In 1755, he married Elizabeth Ratsey (1734–1769) at Trinity Church in New York. Elizabeth was the daughter of another prominent New York merchant. Elizabeth inherited extensive lands around 14th Street. They were the parents of six children (two sons married daughters of wealthy Scottish merchant Thomas Buchanan, at one time a director of the United States Bank):

- Alice Goelet (1756–1793)
- Jannetje Goelet (1758–1840), who married Lt. Colonel Robert Troup of the Continental Army.
- John Goelet (1759–1853), who married Eliza Taylor Buncombe (1766–1840), daughter of Edward Buncombe.
- Peter P. Goelet (1764–1828), who married Almy Buchanan (1768–1848) in 1799.
- Elizabeth Goelet (1766–1856), who married William Cornelius Bucknor.
- Robert Ratsey Goelet (1769–1824), who married Margaret Buchanan.

After his first wife's death in 1769, Goelet remarried to Mary Ludlow (1734–1773), daughter of Henry Ludlow, Esq. of New York, on December 4, 1770. Before Mary's death in 1773, they were the parents of Mary Goelet (1773–1774), who died in infancy.
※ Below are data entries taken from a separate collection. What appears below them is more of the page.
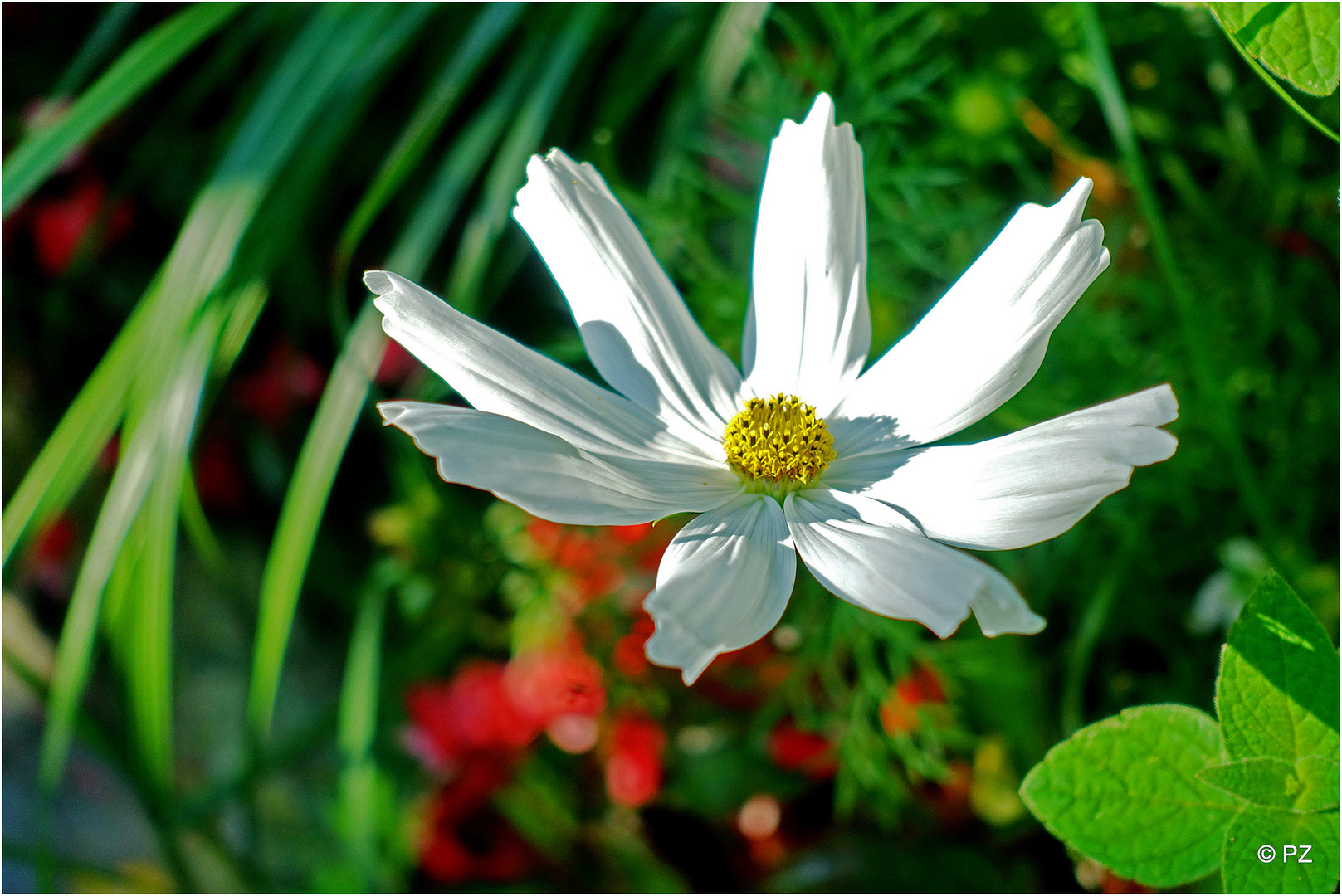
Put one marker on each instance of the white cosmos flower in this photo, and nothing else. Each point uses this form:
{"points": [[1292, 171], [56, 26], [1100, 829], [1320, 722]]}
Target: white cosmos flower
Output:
{"points": [[806, 452]]}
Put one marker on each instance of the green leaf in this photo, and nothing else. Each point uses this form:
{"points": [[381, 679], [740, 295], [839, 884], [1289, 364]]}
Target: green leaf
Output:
{"points": [[1126, 793], [1296, 41], [1313, 871], [1320, 784], [137, 69], [1310, 785], [1276, 694]]}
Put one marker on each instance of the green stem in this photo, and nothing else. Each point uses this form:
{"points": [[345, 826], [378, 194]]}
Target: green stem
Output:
{"points": [[1087, 636], [1211, 392], [1278, 89]]}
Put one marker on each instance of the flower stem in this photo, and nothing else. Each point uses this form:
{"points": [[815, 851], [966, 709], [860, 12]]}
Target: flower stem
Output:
{"points": [[1212, 395]]}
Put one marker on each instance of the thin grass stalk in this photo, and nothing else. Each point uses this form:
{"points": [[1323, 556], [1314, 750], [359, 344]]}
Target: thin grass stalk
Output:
{"points": [[339, 407], [198, 262], [143, 65], [1114, 106], [509, 169]]}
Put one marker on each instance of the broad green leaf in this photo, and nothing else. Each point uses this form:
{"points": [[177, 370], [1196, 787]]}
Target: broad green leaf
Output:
{"points": [[150, 56], [1257, 859], [1310, 785], [1320, 784], [1126, 793], [1278, 689], [1296, 41]]}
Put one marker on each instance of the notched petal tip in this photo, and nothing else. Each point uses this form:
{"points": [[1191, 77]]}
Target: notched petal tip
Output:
{"points": [[674, 647], [822, 110], [378, 282]]}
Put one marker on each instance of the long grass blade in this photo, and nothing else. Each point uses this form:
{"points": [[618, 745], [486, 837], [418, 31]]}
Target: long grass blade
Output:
{"points": [[202, 255], [345, 395], [149, 660], [1202, 354], [147, 61], [302, 510], [199, 261], [506, 174], [490, 27], [98, 45]]}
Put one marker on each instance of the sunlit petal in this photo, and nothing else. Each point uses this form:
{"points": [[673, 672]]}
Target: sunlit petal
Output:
{"points": [[548, 476], [634, 324], [874, 557], [987, 337], [498, 374], [1024, 487], [724, 582], [808, 328]]}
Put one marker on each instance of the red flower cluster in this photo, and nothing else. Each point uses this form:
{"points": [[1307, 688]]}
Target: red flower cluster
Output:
{"points": [[806, 752], [59, 226], [472, 730], [900, 710], [290, 377], [494, 709], [634, 765]]}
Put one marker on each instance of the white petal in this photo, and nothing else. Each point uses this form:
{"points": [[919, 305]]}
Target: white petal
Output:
{"points": [[634, 324], [872, 557], [808, 329], [498, 374], [1024, 487], [724, 582], [545, 475], [987, 337]]}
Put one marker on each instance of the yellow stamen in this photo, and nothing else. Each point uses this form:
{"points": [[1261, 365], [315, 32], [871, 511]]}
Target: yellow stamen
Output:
{"points": [[778, 439]]}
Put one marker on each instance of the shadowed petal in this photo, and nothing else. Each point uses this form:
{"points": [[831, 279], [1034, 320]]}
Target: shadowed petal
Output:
{"points": [[987, 337], [724, 582], [634, 324], [545, 475], [872, 557], [1020, 489], [500, 376], [808, 328]]}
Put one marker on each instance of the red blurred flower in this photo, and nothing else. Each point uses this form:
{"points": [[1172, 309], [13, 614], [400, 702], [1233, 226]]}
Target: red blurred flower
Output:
{"points": [[1111, 883], [900, 709], [469, 713], [290, 377], [545, 537], [545, 684], [628, 656], [631, 534], [467, 841], [806, 752], [634, 766], [59, 226], [50, 557], [398, 365], [219, 482], [110, 454]]}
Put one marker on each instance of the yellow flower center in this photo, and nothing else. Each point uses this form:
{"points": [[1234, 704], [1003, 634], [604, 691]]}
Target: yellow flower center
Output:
{"points": [[778, 439]]}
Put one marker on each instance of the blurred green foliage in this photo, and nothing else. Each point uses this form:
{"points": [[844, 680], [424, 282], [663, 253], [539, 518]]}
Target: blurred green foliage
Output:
{"points": [[254, 693]]}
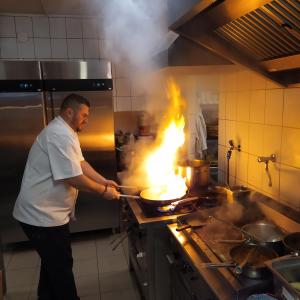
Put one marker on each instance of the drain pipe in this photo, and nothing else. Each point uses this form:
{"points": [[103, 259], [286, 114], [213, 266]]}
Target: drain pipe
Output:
{"points": [[266, 160], [229, 152]]}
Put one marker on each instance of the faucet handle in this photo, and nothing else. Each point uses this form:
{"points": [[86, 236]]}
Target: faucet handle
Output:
{"points": [[266, 159]]}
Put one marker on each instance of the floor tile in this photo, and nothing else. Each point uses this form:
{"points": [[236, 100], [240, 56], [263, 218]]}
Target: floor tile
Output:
{"points": [[119, 280], [7, 257], [20, 277], [124, 295], [20, 292], [105, 246], [23, 259], [87, 285], [85, 267], [84, 250], [112, 263], [91, 297]]}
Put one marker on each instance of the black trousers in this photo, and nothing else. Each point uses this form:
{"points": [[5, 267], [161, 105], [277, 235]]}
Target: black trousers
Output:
{"points": [[53, 245]]}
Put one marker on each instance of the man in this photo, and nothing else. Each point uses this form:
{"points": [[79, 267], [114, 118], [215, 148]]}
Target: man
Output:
{"points": [[54, 172]]}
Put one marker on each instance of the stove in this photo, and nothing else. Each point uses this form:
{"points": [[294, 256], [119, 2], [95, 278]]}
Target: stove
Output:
{"points": [[213, 243], [205, 198]]}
After the death of his second wife, Goelet remarried for a third time to Elizabeth Farmer, the daughter of Thomas Farmer and Sarah (née Billop) Farmer, who inherited the Bentley estate in Staten Island. Peter and Elizabeth, who married on October 26, 1775, had five children, Sarah, Thomas Billop, Mary, Catherine, and Christopher Billop Goelet. Elizabeth also died and Peter married her sister, Rachel Farmer, on February 1, 1792.

Goelet died in New York on October 11, 1811.

===Descendants===

His son, Peter P. Goelet, added to his real estate holdings and had four children, Peter (1800–1879), Jean Buchanan (1802–1882), Hannah Green (1806–1895), who married Capt. Thomas Russell Gerry, USN (a son of U.S. Vice President Elbridge Gerry), and Robert Goelet (1809–1879). Peter and for a time, his sister Hannah lived in a mansion on the northeast corner of Broadway and 19th Street, which grounds were known for peacocks, storks, and other exotic birds. Robert was the father of Robert Goelet and Ogden Goelet, who were both prominent in New York and grew the Goelet wealth further. Peter Goelet's great-grandson George Goelet Kip was also a prominent landowner in Manhattan and a business associate of his cousins Robert and Ogden.